I wrote "your brain can wind up settling on either of [the two generative models]", not both at once.
I wrote "your brain can wind up settling on either of [the two generative models]", not both at once.
Ah that makes sense. So the picture I should have is: whatever local algorithm oscillates between multiple local MAP solutions over time that correspond to qualitatively different high-level information (e.g., clockwise vs counterclockwise). Concretely, something like the metastable states of a Hopfield network, or the update steps of predictive coding (literally gradient update to find MAP solution for perception!!) oscillating between multiple local minima?
This is fantastic! I've tried reasoning along these directions, but never made any progress.
A couple comments/questions:
Why "veridical" instead of simply "accurate"? To me, the accuracy of a map is how well it corresponds to the territory it's trying to map. I've been replacing "veridical" with "accurate" while reading, and it's seemed appropriate everywhere.
Do you see the Spinning Dancer going clockwise? Sorry, that’s not a veridical model of the real-world thing you’re looking at. [...] after all, nothing in the real world of atoms is rotating in 3D.
I think you're being unfair to our intuitive models here.
The GIF isn't rotating, but the 3D model that produced the GIF was rotating, and that's the thing our intuitive models are modeling. So exactly one of [spinning clockwise] and [spinning counterclockwise] is veridical, depending on whether the graphic artist had the dancer rotating clockwise or counterclockwise before turning her into a silhouette. (Though whether it happens to be veridical is entirely coincidental, as the silhouette is identical to the one that would have been produced had the dancer been spinning in the opposite direction.)
If you look at the photograph of Abe Lincoln from Feb 27, 1860, you see a 3D scene with a person in it. This is veridical! There was an actual room with an actual person in it, who dressed that way and touched that book. The map's territory is 164 years older than the map, but so what.
(My favorite example of an intuitive model being wildly incorrect is Feynman's story of learning to identify kinds of galaxies from images on slides. He asks his mentor "what kind of galaxy is this one, I can't identify it", and his mentor says it's a smudge on the slide.)
Accurate might have been fine too. I like “veridical” mildly better for a few reasons, more about pedagogy than anything else.
One reason is that “accurate” has a strong positive-valence connotation (i.e., “accuracy is good, inaccuracy is bad”), which is distracting, since I’m trying to describe things independently of whether they’re good or bad. I would rather find a term with a strictly neutral vibe. “Veridical”, being a less familiar term, is closer to that. But alas, I notice from your comment that it still has some positive connotation. (Note how you said “being unfair”, suggesting a frame where I said the intuition was non-veridical = bad, and you’re “defending” that intuition by saying no it’s actually veridical = good.) Oh well. It’s still a step in the right direction, I think.

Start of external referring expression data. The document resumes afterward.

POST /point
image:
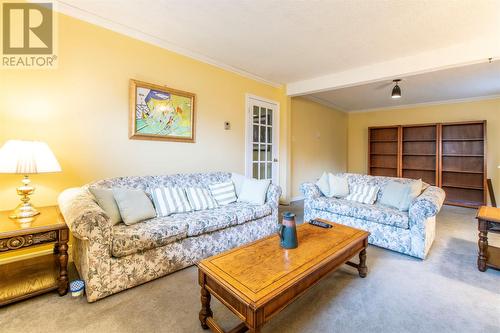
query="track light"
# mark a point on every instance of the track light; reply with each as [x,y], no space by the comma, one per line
[396,91]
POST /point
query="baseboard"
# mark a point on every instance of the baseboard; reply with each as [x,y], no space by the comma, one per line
[30,255]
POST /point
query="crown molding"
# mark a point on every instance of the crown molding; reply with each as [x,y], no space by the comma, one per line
[323,102]
[449,101]
[129,31]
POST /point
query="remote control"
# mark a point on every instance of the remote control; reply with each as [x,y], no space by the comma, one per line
[320,224]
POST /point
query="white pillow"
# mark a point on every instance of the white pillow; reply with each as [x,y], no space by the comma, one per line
[223,193]
[338,186]
[200,198]
[363,193]
[324,185]
[254,191]
[238,182]
[134,205]
[169,200]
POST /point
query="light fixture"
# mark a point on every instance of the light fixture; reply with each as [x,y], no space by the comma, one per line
[26,157]
[396,90]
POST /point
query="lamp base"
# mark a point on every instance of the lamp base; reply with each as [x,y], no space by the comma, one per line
[24,210]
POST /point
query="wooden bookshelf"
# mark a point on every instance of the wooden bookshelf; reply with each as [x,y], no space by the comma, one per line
[449,155]
[463,163]
[419,155]
[383,151]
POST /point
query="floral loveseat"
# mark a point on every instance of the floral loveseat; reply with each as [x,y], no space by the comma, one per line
[410,232]
[111,258]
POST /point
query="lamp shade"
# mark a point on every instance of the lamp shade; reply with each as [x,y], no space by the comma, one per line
[27,157]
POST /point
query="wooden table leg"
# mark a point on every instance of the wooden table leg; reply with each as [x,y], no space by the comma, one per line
[362,269]
[62,250]
[482,257]
[205,311]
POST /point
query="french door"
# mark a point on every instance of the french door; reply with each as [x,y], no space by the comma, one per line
[262,139]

Another reason is I’m trying hard to push for a two-argument usage (“X is or is not a veridical model of Y“), rather than a one-argument usage (“X is or is not veridical”). I wasn’t perfect about that. But again, I think “accurate” makes that problem somewhat worse. “Accurate” has a familiar connotation that the one-argument usage is fine because of course everybody knows what is the territory corresponding to the map. “Veridical” is more of a clean slate in which I can push people towards the two-argument usage.
Another thing: if someone has an experience that there’s a spirit talking to them, I would say “their conception of the spirit is not a veridical model of anything in the real world”. If I said “their conception of the spirit is not an accurate model of anything in the real world”, that seems kinda misleading, it’s not just a matter of less accurate versus more accurate, it’s stronger than that.

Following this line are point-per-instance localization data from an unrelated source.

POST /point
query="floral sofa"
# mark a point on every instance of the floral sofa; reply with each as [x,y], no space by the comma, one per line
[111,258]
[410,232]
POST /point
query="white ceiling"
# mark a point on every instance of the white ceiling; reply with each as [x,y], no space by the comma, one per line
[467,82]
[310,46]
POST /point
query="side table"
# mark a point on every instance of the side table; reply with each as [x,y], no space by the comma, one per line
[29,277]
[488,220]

The GIF isn't rotating, but the 3D model that produced the GIF was rotating, and that's the thing our intuitive models are modeling. So exactly one of [spinning clockwise] and [spinning counterclockwise] is veridical, depending on whether the graphic artist had the dancer rotating clockwise or counterclockwise before turning her into a silhouette.
It was made by a graphic artist. I’m not sure their exact technique, but it seems at least plausible to me that they never actually created a 3D model. Some people are just really good at art. I dunno. This seems like the kind of thing that shouldn’t matter though! :)
Anyway, I wrote “that’s not a veridical model of the real-world thing you’re looking at” to specifically preempt your complaint. Again see what I wrote just above, about two-argument versus one-argument usage :)
I like “veridical” mildly better for a few reasons, more about pedagogy than anything else.
That's a fine set of reasons! I'll continue to use "accurate" in my head, as I already fully feel that the accuracy of a map depends on which territory you're choosing for it to represent. (And a map can accurately represent multiple territories, as happens a lot with mathematical maps.)
Another reason is I’m trying hard to push for a two-argument usage
Do you see the Spinning Dancer going clockwise? Sorry, that’s not a veridical model of the real-world thing you’re looking at.
My point is that:
The 3D spinning dancer in your intuitive model is a veridical map of something 3D. I'm confident that the 3D thing is a 3D graphical model which was silhouetted after the fact (see below), but even if it was drawn by hand, the 3D thing was a stunningly accurate 3D model of a dancer in the artist's mind.
That 3D thing is the obvious territory for the map to represent.
It feels disingenuous to say "sorry, that's not a veridical map of [something other than the territory map obviously represents]".
So I guess it's mostly the word "sorry" that I disagree with!
By "the real-world thing you're looking at", you mean the image on your monitor, right? There are some other ways one's intuitive model doesn't veridically represent that such as the fact that, unlike other objects in the room, it's flashing off and on at 60 times per second, has a weirdly spiky color spectrum, and (assuming an LCD screen) consists entirely of circularly polarized light.
It was made by a graphic artist. I’m not sure their exact technique, but it seems at least plausible to me that they never actually created a 3D model.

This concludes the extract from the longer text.